Сева приходил за мной и по ночам: я жил в кабине – маленьком секторе второй юрты, стоявшей напротив санчасти и юрты тяжелых.
– Давай, скорее, кацо опять еле дышит, глаза закатывает.
В палате всю ночь горела тусклая лампочка. На некоторых койках просыпались:
– Чего там? Чего? Да не галди… твою мать, это ж обратно кацо колють… Тише, падлы, спать не даете… Ни хрена, тебе завтра на развод не выходить; днем припухать будешь, поспишь…
Только один раз помню, как скуластый, плечистый дядька, которого называли Хрипуном, огрызнулся:
– Колють, колють… а что его колоть, добро переводить… все равно копыта откинет.
Лежавший рядом с ним Акула, еще слабый после приступа, только повернул голову и шепотом:
– Заткни хахальник, сука позорная, а то не доживешь до света. Удавлю, падло…
В последний час Мусы я сидел у его койки. Два-три укола подряд уже не действовали. Он дышал все труднее, со свистом, с водянистым бульканием. Глаза стали более выпуклыми, тоненькие веки с густыми ресницами не закрывали их до конца, оставались белые полоски… Взгляд смерти. Но веки изредка подрагивали, открывая темные, страдальческие зрачки.
– Гавари, доктур, пожалста, гавари. Скоро умирать?
– Не будешь умирать. Потерпи еще немного… Ну еще денек-два, потом будет легчеПотом еще легче. Потом здоров будешь… Поедешь домой в горы. Там воздух, лес, поле. Там совсем окрепнешь…
– Гавари, доктур, гавари…
Руки тонкие-тонкие. Под редкими черными волосами просвечивали все неровности лучевой кости, все суставы кисти и длинных пальцев.
Снова и снова я колол под сухую, бумажно прозрачную кожу у плеча. Ладони были влажные, липко влажные и пульс едва-едва ощутим.
– Пасиба… гавари… домой… горы…
И я говорил и не заметил, как он умер, как в последний раз шевельнулись пальцы. Глаза оставались открытыми. Сева тронул меня за плечи и кивнул, ничего не сказав.
Мы закрыли голову простыней и потащили топчан из юрты. Встали трое больных помочь.Тощие, ссутуленные, в грязно-сером белье, они, тяжело дыша, волокли тяжелый топчан. Кто-то ругнулся: «Носилок нет что ли?»
На него цыкнули. Проснулись еще несколько, перешептывались, переругивались. Стариковский голос бормотал:
– Господи помилуй… Господи помилуй!…
Мертвецкой у нас еще не было, топчан оставили в коридоре между юртами.
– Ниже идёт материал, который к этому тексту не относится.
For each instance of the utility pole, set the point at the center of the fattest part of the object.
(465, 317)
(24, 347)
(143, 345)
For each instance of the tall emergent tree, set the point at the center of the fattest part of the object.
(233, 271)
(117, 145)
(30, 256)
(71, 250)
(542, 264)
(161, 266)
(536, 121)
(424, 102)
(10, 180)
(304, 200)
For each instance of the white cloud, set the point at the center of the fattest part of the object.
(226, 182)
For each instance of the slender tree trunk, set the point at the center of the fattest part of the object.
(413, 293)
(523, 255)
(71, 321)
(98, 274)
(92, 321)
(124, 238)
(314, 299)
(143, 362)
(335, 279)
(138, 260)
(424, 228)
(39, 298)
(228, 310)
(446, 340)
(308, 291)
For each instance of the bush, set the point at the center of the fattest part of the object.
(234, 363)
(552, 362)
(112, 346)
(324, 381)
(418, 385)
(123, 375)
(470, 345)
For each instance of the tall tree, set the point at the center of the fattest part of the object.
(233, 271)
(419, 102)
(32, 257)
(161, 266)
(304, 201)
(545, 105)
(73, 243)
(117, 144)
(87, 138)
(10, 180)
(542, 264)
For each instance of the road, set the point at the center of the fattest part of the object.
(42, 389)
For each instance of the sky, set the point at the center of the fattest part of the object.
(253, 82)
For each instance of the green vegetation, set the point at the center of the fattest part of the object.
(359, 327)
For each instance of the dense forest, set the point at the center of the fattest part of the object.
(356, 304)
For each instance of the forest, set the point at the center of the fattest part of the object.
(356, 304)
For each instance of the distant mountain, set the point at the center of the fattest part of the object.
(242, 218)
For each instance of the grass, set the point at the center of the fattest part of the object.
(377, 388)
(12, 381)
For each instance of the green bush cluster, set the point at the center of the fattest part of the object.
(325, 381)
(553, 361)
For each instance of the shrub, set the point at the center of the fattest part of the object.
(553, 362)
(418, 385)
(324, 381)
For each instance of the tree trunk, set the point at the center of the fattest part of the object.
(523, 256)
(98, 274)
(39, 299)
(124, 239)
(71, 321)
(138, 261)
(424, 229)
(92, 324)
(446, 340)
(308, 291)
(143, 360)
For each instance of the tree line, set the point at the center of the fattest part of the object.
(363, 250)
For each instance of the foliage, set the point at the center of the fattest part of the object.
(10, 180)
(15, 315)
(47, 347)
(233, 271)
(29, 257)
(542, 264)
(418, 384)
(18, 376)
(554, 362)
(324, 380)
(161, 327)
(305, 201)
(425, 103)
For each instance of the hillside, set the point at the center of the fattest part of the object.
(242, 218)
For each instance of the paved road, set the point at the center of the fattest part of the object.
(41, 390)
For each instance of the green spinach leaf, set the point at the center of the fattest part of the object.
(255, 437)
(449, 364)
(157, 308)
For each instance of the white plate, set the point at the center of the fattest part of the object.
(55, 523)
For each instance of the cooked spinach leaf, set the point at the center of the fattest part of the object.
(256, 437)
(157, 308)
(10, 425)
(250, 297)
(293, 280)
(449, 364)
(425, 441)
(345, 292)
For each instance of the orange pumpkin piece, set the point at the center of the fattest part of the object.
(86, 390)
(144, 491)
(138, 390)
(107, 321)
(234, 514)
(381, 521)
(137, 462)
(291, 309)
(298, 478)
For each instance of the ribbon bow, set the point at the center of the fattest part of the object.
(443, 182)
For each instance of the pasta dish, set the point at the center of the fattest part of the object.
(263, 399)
Мусу перенесли в кабинет начальника в амбулаторию.
Там уже на следующий вечер его вскрывали. Опытный пожилой прозектор работал азартно, старался показать, что он все умеет, все знает. В мясницком клеенчатом фартуке, в прозрачных окровавленных перчатках, он ловко, едва ли не с улыбкой вспарывал бледное костлявое тело.